10. April 2019, 19:27 Uhr

Grüne: Mehr Grün auf Friedhöfen

10. April 2019, 19:27 Uhr
Vielen Niddatalern stoße die Gestaltung der Friedhöfe auf, monieren die Grünen. Sie haben beantragt, dass der Magistrat ein Verschönerungs-Konzept erstellt.

In einer gemeinsamen Ausschusssitzung wurden im Nebenraum der Bürgerhausgaststätte in Assenheim mehrere Anträge der Grünen diskutiert. So soll der Magistrat beauftragt werden, eine Planung vorzulegen, wie das städtische Anwesen in der Assenheimer Bahnhofstraße modernisiert werden und das im Rückbereich liegende Gelände einer baulichen Nutzung zugeführt werden kann. Die im vorhandenen Haus befindlichen Wohnungen entsprächen weder den baulichen noch den thermischen Anforderungen an den sozialen Wohnungsbau und dessen Standards.

Aus der Sicht der Grünen ist das bestehende Gebäude abzureißen und durch Einbeziehung des gesamten Grundstücks zwischen Bahnhofstraße und Schlesienring im sozialen Wohnungsbau neu zu erschließen. Markus Nikleniewicz (Grüne) führte aus, das Gebäude müsse dringend ertüchtigt werden. Der Magistrat soll ermitteln, was ein Abriss und erweiterter Neubau und was eine Sanierung mit Anbau kosten würden. Zum Schlesienring hin ist noch viel Platz vorhanden.

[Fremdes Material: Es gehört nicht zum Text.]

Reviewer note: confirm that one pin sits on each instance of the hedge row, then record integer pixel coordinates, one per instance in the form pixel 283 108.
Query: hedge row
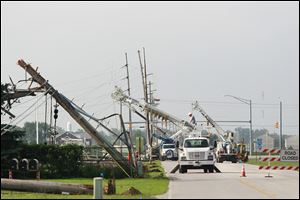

Der Magistrat soll nun die Kosten für Sanierung und Neubau vergleichen.

Ein zweiter Antrag der Grünen widmete sich den Friedhöfen. Der Magistrat soll beauftragt werden, ein Konzept zur Umgestaltung der städtischen Friedhöfe vorzulegen. Immer wieder würden von Bürgern die Gestaltung der Friedhöfe reklamiert, besonders diverse »Fallstricke«, heißt es im Antrag. Was damit gemeint ist, wurde von den Grünen nicht näher erläutert. Die vorhandenen Flächen sollten mit Bäumen, Sträuchern und Sitzgelegenheiten erweitert werden. Besonders sei auf den behindertengerechten Ausbau zu achten. Eine Umgestaltung könne dazu beitragen, die Besucher zum längeren Verweilen einzuladen. So könnten parkähnliche Begegnungsstätten entstehen. Vereinbart wurde, dass die Friedhöfe der Stadt der Reihe nach besichtigt werden sollen.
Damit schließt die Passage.